After Richardson and Hudson split, following a disastrous family holiday with Huston, her father and stepmother, Richardson fell into a downward spiral and hi career abruptly haulted. Norma moved to Woodstock with their son Terry and remarried whilst Richardson’s mind deteriorated. In his autobiography Richardson describes that he was too afraid to leave his house as he was paranoid that someone would try to kill him and that the people on television were talking to him. Richardson stopped showing up to shoots that he booked, and as such, lost work and money. Norma stopped allowing Richardson or his parents to see Terry. He tried once again to kill himself and tragically wound up homeless for several years. During this time, Richardson sought help from the unemployment office in Santa Monica and scored a small job sorting boxes of filing cards, then as a delivery driver for a florist. Richardson said that he did not think of photography once during this period of his life.
80’s
After finding a second job and saving more money, Richardson moved to San Francisco in the 80’s. It was here that an English art historian named Martin Harrison found him living in a cheap hotel after hunting him down to feature in a book he was producing on the history of fashion photography. It is said Richard Avedon refused to be a part of said book unless Richardson was also in it. Later in the 80’s, after seeing a digital camera for sale in Macy’s, he decided to save for it and take up photography again. Terry moved to San Francisco not long after Richardson, and had his father teach him everything he knew about photography.
90’s
Teaching Terry motivated Richardson to teach photography in New York at the School of Visual Arts.
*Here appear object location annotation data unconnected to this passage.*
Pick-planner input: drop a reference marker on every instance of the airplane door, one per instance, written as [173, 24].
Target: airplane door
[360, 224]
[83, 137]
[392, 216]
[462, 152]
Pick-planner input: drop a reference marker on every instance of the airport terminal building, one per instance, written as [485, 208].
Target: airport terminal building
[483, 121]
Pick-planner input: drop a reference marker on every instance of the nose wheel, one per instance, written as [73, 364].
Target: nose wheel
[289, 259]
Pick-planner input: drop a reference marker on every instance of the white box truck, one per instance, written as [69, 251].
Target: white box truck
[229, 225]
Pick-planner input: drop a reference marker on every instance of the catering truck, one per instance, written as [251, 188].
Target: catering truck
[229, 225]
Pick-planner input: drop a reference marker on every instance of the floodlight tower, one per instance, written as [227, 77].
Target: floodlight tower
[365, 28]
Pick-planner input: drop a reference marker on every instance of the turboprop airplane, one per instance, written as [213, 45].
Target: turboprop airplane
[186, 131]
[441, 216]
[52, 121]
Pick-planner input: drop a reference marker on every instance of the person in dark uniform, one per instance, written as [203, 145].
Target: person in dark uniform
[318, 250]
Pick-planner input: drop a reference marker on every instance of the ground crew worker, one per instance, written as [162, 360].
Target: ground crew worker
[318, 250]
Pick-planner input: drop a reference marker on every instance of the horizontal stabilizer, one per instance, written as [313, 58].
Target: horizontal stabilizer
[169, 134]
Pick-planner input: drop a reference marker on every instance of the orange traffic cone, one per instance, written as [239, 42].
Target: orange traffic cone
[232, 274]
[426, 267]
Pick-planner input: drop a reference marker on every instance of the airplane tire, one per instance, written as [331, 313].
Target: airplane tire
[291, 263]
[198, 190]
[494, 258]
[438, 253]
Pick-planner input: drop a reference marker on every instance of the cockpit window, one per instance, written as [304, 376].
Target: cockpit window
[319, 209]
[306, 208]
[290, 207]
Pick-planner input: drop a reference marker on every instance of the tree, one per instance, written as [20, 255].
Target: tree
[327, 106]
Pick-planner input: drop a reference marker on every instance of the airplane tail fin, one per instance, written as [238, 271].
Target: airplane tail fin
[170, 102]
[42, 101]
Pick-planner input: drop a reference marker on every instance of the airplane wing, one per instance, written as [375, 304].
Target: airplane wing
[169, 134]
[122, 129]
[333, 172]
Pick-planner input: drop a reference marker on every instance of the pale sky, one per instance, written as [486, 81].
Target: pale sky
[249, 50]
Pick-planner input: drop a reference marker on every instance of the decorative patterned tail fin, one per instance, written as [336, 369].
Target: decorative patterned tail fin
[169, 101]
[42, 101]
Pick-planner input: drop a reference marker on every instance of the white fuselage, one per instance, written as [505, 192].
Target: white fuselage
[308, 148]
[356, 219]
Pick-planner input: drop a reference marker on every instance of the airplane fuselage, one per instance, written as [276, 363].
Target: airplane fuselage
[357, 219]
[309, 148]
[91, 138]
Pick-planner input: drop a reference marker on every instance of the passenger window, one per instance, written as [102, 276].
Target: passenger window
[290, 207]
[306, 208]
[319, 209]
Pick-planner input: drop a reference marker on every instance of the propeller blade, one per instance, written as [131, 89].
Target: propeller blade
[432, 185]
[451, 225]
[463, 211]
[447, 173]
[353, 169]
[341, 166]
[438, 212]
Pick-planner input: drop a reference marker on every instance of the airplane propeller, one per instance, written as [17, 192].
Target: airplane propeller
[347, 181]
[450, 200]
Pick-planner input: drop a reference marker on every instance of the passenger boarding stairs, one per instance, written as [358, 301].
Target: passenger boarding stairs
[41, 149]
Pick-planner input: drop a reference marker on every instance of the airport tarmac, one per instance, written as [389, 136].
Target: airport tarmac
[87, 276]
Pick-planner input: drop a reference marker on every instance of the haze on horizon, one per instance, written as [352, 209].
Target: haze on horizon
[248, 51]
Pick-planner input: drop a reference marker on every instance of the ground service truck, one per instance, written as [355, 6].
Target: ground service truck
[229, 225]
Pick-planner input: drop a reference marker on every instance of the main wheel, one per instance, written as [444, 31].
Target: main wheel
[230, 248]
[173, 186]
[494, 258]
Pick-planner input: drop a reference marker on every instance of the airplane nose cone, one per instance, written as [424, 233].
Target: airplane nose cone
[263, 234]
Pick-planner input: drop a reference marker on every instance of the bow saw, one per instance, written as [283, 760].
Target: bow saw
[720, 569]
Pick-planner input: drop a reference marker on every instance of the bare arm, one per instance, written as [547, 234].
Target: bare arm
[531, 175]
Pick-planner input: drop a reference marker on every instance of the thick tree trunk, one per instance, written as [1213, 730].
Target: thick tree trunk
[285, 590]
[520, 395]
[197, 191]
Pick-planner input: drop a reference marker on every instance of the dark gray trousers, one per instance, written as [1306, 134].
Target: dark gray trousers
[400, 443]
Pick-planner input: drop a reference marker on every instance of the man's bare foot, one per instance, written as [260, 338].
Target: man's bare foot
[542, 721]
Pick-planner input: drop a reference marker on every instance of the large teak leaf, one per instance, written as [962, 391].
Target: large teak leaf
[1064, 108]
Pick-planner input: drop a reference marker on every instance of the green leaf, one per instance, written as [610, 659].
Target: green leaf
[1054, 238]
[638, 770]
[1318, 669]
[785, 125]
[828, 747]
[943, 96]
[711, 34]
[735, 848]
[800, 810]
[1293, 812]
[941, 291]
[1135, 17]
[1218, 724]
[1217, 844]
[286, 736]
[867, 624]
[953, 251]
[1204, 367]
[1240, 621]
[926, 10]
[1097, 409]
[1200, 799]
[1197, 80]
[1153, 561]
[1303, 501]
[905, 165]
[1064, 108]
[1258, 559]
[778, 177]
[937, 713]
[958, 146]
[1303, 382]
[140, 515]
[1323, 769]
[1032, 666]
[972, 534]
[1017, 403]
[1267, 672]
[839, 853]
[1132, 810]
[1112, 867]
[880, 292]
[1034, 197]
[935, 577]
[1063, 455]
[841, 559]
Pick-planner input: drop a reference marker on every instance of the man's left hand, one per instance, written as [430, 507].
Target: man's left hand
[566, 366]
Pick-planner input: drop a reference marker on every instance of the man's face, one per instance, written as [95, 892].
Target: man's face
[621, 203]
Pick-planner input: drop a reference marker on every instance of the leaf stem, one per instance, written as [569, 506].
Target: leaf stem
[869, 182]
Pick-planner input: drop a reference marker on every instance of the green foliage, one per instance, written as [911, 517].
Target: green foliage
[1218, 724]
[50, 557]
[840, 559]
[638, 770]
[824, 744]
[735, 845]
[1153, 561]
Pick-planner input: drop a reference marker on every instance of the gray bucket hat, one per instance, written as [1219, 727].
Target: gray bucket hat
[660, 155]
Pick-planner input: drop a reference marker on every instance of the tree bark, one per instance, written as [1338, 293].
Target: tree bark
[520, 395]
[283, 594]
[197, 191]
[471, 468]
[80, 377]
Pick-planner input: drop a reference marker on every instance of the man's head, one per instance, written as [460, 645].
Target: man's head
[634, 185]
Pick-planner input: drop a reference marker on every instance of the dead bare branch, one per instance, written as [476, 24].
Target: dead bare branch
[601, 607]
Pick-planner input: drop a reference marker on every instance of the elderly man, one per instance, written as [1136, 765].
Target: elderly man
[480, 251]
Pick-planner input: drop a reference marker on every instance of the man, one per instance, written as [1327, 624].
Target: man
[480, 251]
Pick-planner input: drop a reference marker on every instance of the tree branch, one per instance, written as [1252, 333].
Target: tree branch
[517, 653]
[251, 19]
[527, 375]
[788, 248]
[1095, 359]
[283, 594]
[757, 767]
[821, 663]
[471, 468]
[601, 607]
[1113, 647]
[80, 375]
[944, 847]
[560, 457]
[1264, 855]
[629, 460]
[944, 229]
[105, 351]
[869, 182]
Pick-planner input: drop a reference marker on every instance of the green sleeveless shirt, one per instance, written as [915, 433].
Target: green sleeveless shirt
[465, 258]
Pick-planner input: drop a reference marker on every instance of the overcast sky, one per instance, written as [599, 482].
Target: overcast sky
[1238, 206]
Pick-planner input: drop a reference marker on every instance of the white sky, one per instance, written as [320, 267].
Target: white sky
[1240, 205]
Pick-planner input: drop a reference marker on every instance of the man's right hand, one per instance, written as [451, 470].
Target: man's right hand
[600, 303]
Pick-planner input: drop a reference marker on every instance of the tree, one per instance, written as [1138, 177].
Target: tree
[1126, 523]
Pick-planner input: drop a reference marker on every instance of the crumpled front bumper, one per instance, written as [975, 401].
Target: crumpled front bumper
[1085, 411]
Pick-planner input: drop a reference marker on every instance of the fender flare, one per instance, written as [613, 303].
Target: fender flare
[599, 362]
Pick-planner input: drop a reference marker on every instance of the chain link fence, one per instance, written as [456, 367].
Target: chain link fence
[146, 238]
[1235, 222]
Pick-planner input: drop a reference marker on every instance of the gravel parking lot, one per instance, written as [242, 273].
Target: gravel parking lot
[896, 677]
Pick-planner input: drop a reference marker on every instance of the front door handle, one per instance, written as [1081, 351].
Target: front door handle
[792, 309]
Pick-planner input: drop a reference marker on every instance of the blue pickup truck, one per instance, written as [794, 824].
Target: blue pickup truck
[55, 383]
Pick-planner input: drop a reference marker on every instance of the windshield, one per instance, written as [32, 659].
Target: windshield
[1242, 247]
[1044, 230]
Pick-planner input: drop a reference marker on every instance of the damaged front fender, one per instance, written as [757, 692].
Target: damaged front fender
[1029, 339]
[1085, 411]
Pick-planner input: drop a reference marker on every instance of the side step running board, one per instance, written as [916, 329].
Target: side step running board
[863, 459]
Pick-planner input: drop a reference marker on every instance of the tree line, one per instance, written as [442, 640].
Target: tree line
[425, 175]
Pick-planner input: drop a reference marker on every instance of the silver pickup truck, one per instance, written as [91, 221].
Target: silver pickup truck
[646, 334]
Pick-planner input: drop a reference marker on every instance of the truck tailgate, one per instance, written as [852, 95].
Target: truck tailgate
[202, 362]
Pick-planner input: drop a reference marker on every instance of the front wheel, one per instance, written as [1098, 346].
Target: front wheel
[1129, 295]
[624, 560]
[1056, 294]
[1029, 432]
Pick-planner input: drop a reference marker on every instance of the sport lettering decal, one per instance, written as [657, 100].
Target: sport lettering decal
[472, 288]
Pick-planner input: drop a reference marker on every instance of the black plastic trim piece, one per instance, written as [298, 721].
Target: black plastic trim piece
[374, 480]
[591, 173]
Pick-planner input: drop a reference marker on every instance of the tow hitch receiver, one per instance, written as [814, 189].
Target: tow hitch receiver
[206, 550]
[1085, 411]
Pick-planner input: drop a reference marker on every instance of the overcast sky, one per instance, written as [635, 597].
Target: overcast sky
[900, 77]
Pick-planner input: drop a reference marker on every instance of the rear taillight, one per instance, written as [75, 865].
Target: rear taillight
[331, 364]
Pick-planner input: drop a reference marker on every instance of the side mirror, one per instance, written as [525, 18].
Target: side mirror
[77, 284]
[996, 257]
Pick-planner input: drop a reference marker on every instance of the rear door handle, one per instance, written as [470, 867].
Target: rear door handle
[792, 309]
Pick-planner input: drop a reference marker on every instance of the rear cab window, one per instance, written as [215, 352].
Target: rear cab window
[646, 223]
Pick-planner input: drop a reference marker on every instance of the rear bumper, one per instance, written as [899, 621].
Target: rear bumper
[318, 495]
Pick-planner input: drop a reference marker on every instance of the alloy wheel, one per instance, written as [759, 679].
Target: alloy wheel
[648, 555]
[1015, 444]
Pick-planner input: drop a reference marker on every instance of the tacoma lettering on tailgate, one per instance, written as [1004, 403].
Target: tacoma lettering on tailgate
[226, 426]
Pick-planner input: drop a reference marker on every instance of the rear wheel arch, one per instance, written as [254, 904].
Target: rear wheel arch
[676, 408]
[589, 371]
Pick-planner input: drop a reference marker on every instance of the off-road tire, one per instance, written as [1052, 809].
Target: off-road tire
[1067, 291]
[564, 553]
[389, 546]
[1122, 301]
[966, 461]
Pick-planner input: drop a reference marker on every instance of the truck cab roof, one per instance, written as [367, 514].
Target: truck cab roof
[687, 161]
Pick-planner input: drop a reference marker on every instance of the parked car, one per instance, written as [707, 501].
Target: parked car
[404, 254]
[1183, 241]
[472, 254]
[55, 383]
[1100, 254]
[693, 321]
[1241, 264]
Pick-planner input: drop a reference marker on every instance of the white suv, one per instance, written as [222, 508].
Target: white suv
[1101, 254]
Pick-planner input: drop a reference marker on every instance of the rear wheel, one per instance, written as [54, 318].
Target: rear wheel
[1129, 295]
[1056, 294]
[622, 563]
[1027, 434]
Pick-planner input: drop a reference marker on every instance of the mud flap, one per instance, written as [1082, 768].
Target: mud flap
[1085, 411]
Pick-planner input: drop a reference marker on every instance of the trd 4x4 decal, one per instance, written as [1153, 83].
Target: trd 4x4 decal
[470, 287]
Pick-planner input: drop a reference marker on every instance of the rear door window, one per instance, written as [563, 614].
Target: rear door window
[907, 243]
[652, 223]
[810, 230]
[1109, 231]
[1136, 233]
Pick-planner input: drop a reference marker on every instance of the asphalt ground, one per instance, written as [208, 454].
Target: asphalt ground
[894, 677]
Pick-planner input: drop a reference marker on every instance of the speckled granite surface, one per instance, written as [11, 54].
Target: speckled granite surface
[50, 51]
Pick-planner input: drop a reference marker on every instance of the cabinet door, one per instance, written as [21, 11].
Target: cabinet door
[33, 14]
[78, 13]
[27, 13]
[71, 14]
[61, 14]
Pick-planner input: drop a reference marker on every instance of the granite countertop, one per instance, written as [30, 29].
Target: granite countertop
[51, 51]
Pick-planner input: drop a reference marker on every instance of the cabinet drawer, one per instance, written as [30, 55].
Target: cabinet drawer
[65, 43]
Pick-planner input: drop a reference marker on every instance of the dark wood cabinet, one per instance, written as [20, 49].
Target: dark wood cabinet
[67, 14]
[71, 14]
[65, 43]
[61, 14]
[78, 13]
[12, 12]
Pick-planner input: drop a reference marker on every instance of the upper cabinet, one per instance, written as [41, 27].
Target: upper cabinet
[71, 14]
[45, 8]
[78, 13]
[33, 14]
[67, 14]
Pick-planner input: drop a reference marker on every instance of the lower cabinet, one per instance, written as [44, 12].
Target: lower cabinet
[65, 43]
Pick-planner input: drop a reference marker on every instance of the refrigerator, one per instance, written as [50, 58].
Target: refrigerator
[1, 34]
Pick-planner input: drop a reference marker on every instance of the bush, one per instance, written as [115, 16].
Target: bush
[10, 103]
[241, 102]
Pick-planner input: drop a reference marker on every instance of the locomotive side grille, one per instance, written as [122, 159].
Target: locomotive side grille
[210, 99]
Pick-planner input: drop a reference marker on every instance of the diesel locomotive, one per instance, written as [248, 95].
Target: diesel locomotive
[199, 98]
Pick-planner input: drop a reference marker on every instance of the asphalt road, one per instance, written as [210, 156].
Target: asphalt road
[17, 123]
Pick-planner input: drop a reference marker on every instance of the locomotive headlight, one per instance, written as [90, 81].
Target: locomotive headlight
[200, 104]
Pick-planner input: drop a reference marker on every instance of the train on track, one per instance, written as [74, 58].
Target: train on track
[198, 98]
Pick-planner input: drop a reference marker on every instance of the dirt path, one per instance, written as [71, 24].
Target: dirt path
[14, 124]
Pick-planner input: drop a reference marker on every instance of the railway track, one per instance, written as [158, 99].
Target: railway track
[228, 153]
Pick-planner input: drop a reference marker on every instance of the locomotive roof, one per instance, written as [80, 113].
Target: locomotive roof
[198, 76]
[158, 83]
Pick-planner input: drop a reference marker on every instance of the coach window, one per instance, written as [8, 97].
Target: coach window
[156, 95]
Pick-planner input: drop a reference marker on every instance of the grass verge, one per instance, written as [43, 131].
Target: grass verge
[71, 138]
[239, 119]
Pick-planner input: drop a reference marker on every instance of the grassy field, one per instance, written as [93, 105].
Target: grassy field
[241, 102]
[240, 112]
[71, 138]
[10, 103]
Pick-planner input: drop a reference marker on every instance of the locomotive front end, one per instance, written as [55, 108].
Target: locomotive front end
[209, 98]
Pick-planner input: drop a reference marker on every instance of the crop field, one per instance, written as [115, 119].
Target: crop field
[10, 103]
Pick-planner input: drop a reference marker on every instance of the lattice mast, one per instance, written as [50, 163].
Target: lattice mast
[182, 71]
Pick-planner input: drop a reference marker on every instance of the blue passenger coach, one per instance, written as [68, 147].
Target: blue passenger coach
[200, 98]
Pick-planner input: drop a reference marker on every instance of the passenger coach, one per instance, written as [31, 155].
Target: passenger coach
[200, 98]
Richardson continued to shoot during the 90’s, one of his most memorable shoots being cover to cover for an issue of Big Magazine, all of which he shot on a borrowed Leica camera. L’Uomo Vogue (men’s Vogue Italy) also gave Richardson 40 pages for one of their issues.
In the early noughties, Richardson continued to teach and add to his autobiography, ‘Outsider’. Its recent release, with pages of Richardson’s thoughts on his life from the 30’s all the way up until 2003, reveals much of his life and his controversial opinions. Despite his notoriously difficult attitude when working, Richardson shot some of fashion’s most iconic photographs and his name will continue to live on long after his death. His son Terry continues to work as a photographer, keeping his legacy alive.